Elke maand schrijft onze directeur Ewout van der Horst een blog met Deventerse verhalen.
Bij de vraag wat Deventer voor hem betekent, schiet hij dadelijk vol. Voor Ralph Kleinbussink (1959) is Deventer moeder én vaderstad ineen. Zijn ouders hadden een goedbezochte bar aan de Brink, maar zijn gescheiden toen hij vier jaar was. ‘Ik ben alleen met mijn moeder en zuster opgegroeid en heb mijn vader pas op latere leeftijd leren kennen’, vertelt Ralph. ‘Mijn moeder is een echte Deventerse, maar mijn vader was ook zo trots op de stad. Hij zei altijd: “Als ik de Deventer toren niet zie dan ga ik dood.” Jouw vraag doet mij aan hem denken.’
Ralph Kleinbussink is een bekende Deventer homoactivist. Enkele maanden geleden maakte ik kennis met hem, toen hij met een delegatie van COC Deventer op bezoek kwam om te praten over een tentoonstelling in het kader van het 50-jarig bestaan van de vereniging. Inmiddels is er een mooie samenwerking ontstaan, waarbij Deventer Verhaal helpt om persoonlijke verhalen van de pioniers van de lhbt-emancipatie vast te leggen. Een uitgelezen kans om Ralph zelf ook eens aan de tand te voelen in zijn woning middenin de Zwolse Wijk. Hij is net klaar met het besproeien van de tuin op deze snikhete junidag.

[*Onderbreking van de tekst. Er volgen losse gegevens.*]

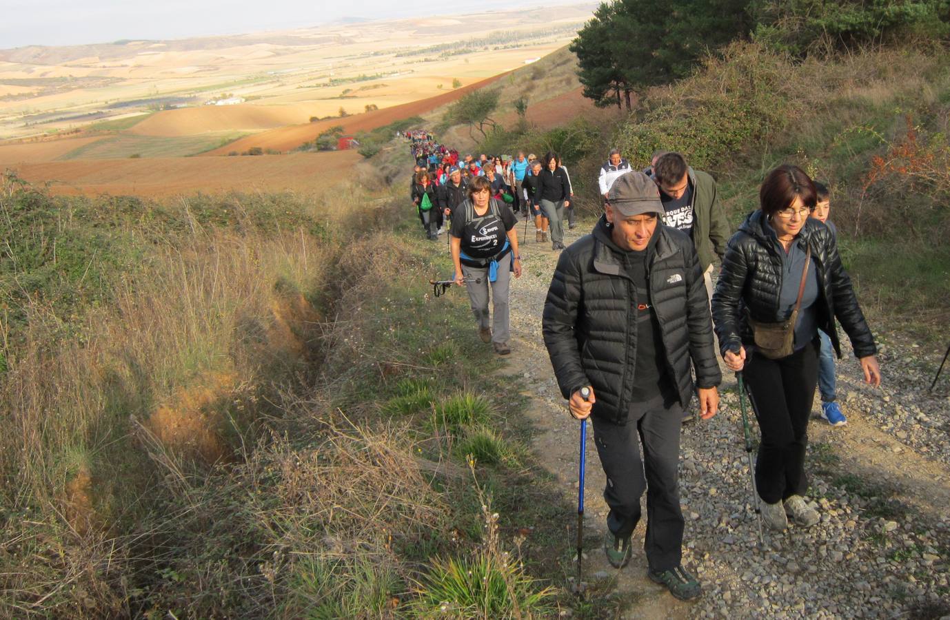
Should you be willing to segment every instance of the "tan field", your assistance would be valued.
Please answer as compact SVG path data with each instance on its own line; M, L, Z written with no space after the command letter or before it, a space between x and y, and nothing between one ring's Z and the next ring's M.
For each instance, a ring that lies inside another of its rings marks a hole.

Als geboren verteller praat Ralph honderduit over zijn jeugd in de binnenstad, de ontdekking van zijn homoseksualiteit en zijn persoonlijke emancipatiestrijd. Een onbezorgd leven had hij bepaald niet. ‘Ik ben ontzettend gepest omdat ik een mietje was’, vertelt Ralph. ‘Ik ben nooit uit de kast gekomen, want iedereen heeft altijd aan mij kunnen zien dat ik homo ben.’ Het treiteren duurde tot het einde van de middelbare school.
‘Het valt gewoon niet uit te leggen wat dat pesten met je doet als kind’, aldus Ralph. ‘Ik heb heel lang het gevoel gehouden dat ik nergens bij hoor. Dat je niets waard bent, een minkukel bent. Daar kom je nooit van af. Als het tegenzit dan zit er altijd een stemmetje in mij dat zegt: “Dat komt omdat jij niet goed bent.” Daar moet ik mij echt tegen verzetten. Dan ga ik voor de spiegel staan en moet ik constant tegen mijzelf herhalen dat ik wel goed ben…’
Als ervaren interviewer ben ik het nodige gewend, maar dit verhaal grijpt mij werkelijk bij de strot. Mijn eigen streng christelijke opvoeding speelt daarbij vast een rol, want ik heb in mijn jeugd diverse jongens kapot zien gaan omdat hun homoseksualiteit als niet-bijbels en tegennatuurlijk werd afgedaan. Zelfs in het vrijgevochten Deventer blijkt een tolerantie voor seksuele diversiteit niet vanzelfsprekend.

Het is broeierig warm. Ralph haalt nog een glas gembercitroenwater op. Uiteindelijk heeft hij voor zichzelf de knop weten om te zetten, vervolgt hij zijn verhaal, mede dankzij de steun van lotgenoten: ‘Ik ben al meer dan 45 jaar lid van het COC’, stelt hij. ‘Het is mijn club. We hadden er talentenjachten, bokkingspektakel, cabaretoptredens. Van lelijk eendje kon ik er uitgroeien tot zwaan.’ Zijn persoonlijke strijd vertaalde hij naar een gedreven inzet voor homo-emancipatie in het algemeen. Tegenwoordig zet Ralph zich onder meer in voor de roze 50 plus, om aandacht te vragen voor diversiteit in woonzorgcentra.
De sfeervolle woonkamer van Ralph en zijn partner – die hij 35 jaar geleden bij het COC leerde kennen – wordt opgeluisterd door diverse Deventer kunstwerken. Aan de muur hangt een schilderij van het Bergkwartier en een portret van de schilder Bokhorst. ‘In Deventer is alles mogelijk’, stelt de activist trots. ‘Het was altijd al de vrije keizerlijke Hanzestad. Wij pakken hier van alles aan. Hier zijn voor het eerst bezoekers van het landelijk COC-congres op het stadhuis ontvangen Hier was het eerste geregistreerde partnerschap voor homoseksuelen. Hier hebben we twee keer roze zaterdag gehad. Iedereen hoort erbij en mag meedoen. Ja, Deventer is mijn stad. Ik ga hier nooit meer weg.’